In order to accelerate growth in the Indian economy, we have now to address some of the difficult areas of reform that have not been tackled so far.

46. There are four significant areas where a price and distribution control regime exists. These are the areas of petroleum, fertilizer, sugar and drugs.


Administered Pricing Mechanism (APM)

Petroleum

47. As Hon’ble Members are aware, Government had, in November 1997, notified the details of dismantling of the Administered Pricing Mechanism (APM) in the petroleum sector by March 2002. I propose to adhere to this deadline. A time bound action programme is being prepared for the deregulation of APM by March, 2002. My colleague the Minister of Petroleum and Natural Gas will be outlining the road map for this separately.


Fertilizer

48.
Hon’ble Members will recall that I have in the past referred to the rationalisation of fertilizer pricing with the objective of phasing out the existing retention price scheme (RPS) in the medium-term. Government has now decided to implement the recommendations of the Expenditure Reforms Commission for a phased programme of complete decontrol of urea by April 1, 2006. The following steps would be taken in the first phase commencing from April 1, 2001:

  • The unit specific RPS will be replaced by a Group Concession Scheme. The current MRP arrangement will be continued and the concession for each group calibrated to enable the units to sell urea at the stipulated MRP.

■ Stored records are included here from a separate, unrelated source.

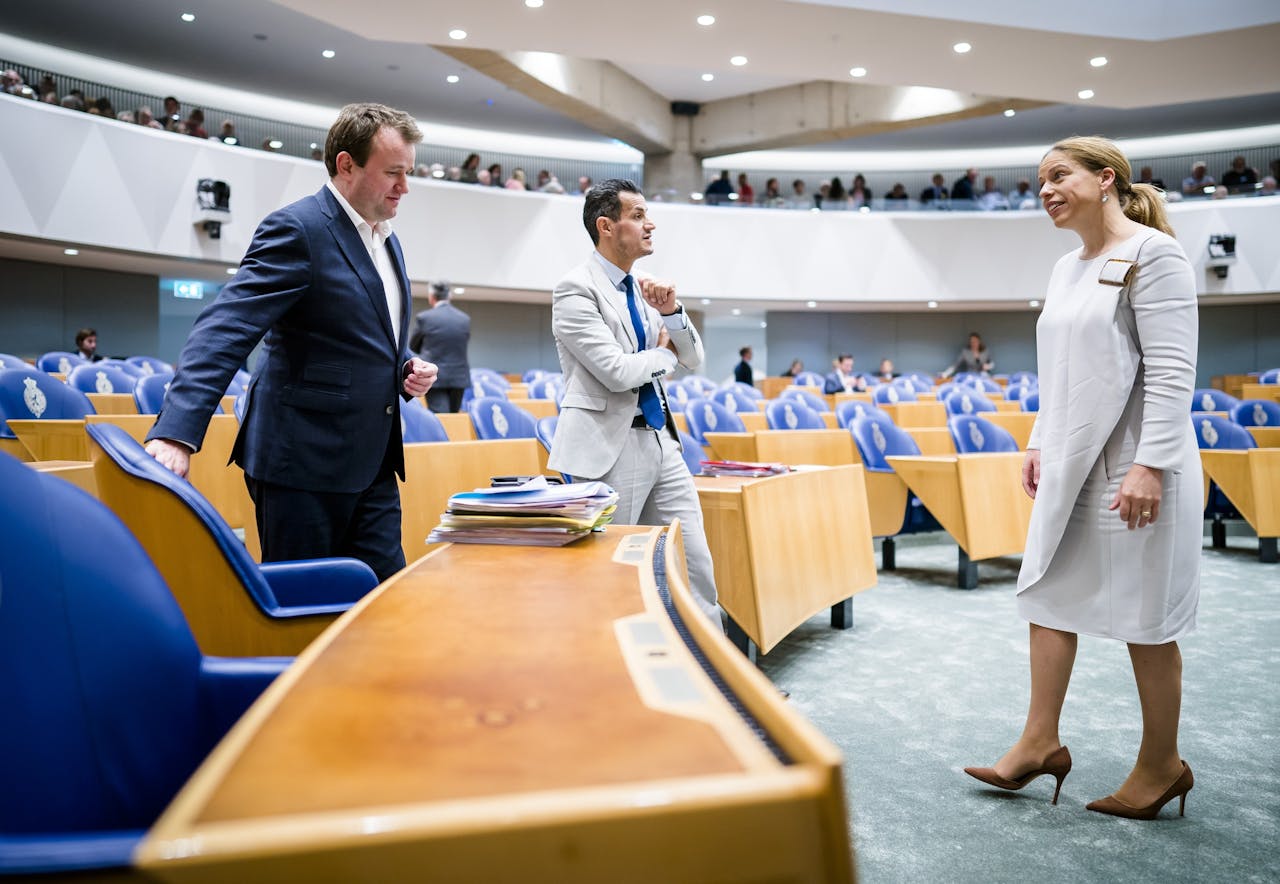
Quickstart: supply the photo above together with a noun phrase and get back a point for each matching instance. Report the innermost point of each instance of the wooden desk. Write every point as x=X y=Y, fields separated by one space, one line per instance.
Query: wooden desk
x=501 y=714
x=977 y=498
x=787 y=546
x=1251 y=481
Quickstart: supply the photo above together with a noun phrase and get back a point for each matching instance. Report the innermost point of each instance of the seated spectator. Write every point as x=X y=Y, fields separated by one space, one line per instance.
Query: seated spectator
x=1144 y=177
x=842 y=379
x=1239 y=178
x=937 y=192
x=1200 y=182
x=1023 y=196
x=470 y=170
x=718 y=189
x=992 y=198
x=859 y=195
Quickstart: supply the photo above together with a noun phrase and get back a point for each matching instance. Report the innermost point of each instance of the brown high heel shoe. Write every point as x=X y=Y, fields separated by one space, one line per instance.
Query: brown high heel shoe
x=1112 y=805
x=1057 y=765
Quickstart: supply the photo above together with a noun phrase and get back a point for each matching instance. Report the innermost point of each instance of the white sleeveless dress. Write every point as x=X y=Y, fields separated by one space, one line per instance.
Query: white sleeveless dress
x=1116 y=374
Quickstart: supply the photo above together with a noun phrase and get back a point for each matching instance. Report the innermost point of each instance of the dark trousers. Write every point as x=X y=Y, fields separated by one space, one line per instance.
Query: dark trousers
x=444 y=399
x=295 y=525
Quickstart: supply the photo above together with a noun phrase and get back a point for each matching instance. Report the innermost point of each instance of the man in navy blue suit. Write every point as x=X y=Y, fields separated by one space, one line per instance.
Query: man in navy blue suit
x=324 y=280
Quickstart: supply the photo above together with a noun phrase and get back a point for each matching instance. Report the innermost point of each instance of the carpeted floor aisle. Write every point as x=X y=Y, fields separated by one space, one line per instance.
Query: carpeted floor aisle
x=933 y=678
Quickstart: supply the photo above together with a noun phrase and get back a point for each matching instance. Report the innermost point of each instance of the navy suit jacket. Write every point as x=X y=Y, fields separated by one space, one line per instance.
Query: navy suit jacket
x=323 y=411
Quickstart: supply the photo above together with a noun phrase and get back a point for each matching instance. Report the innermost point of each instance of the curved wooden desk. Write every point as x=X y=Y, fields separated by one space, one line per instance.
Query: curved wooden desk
x=497 y=714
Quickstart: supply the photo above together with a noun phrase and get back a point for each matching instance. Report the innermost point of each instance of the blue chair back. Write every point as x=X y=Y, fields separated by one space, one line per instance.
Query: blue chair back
x=59 y=361
x=494 y=417
x=1206 y=399
x=417 y=424
x=103 y=682
x=28 y=394
x=150 y=365
x=877 y=438
x=149 y=392
x=891 y=394
x=100 y=378
x=813 y=399
x=735 y=401
x=704 y=416
x=849 y=410
x=977 y=435
x=693 y=453
x=1217 y=431
x=792 y=413
x=1256 y=412
x=968 y=402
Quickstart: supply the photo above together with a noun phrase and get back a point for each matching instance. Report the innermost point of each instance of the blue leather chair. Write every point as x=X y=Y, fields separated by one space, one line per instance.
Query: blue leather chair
x=968 y=402
x=100 y=378
x=977 y=435
x=59 y=361
x=282 y=603
x=849 y=410
x=417 y=424
x=1206 y=399
x=808 y=397
x=891 y=394
x=693 y=453
x=28 y=394
x=494 y=417
x=735 y=401
x=109 y=706
x=150 y=365
x=792 y=413
x=704 y=416
x=1256 y=412
x=149 y=392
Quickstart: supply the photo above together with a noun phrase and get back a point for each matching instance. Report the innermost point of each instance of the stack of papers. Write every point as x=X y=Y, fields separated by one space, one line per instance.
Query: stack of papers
x=531 y=514
x=743 y=468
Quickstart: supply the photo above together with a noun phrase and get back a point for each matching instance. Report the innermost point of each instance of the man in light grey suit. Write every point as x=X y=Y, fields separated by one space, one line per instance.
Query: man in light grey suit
x=617 y=337
x=443 y=331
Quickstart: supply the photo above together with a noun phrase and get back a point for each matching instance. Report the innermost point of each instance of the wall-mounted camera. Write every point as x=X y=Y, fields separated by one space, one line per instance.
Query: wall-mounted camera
x=1221 y=253
x=213 y=206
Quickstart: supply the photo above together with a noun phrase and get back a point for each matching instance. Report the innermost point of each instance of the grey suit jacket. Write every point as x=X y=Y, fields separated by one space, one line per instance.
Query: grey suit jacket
x=442 y=337
x=602 y=369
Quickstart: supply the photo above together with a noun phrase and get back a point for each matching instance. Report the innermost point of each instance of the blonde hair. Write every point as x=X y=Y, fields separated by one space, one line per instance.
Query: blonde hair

  • The rate of concession for urea units based on naphtha/FO/LSHS will be linked to international prices of these feed stocks.


Sugar


49. Government is committed to complete decontrol of sugar. But this must be irreversible. Government has decided to introduce futures/forward trading in sugar within the coming year, a step that is necessary before full decontrol. Sugar under the Public Distribution System will continue to be supplied to ration cardholders in the special category states, hill states, island territories and to BPL families in other states and UTs. Such supplies can even continue after sugar is completely decontrolled. The retail issue price of sugar under the PDS is being revised to Rs 13.25 per kg. with effect from March 1, 2001.


Drug Price Control

50. The domestic drugs and pharmaceutical industry needs support in order to meet the challenges and to avail of the opportunities arising out of liberalisation of our economy and the impending advent of the product patent regime. Government has been considering measures to lessen the rigours of the present price control mechanism where they have become counter productive. Towards this end, we have decided that the span of price control will be reduced substantially. However, keeping in view the interest of the weaker sections of society, Government will retain the power to intervene comprehensively in cases where prices behave abnormally. Changes in the Pharmaceutical Policy are being made accordingly.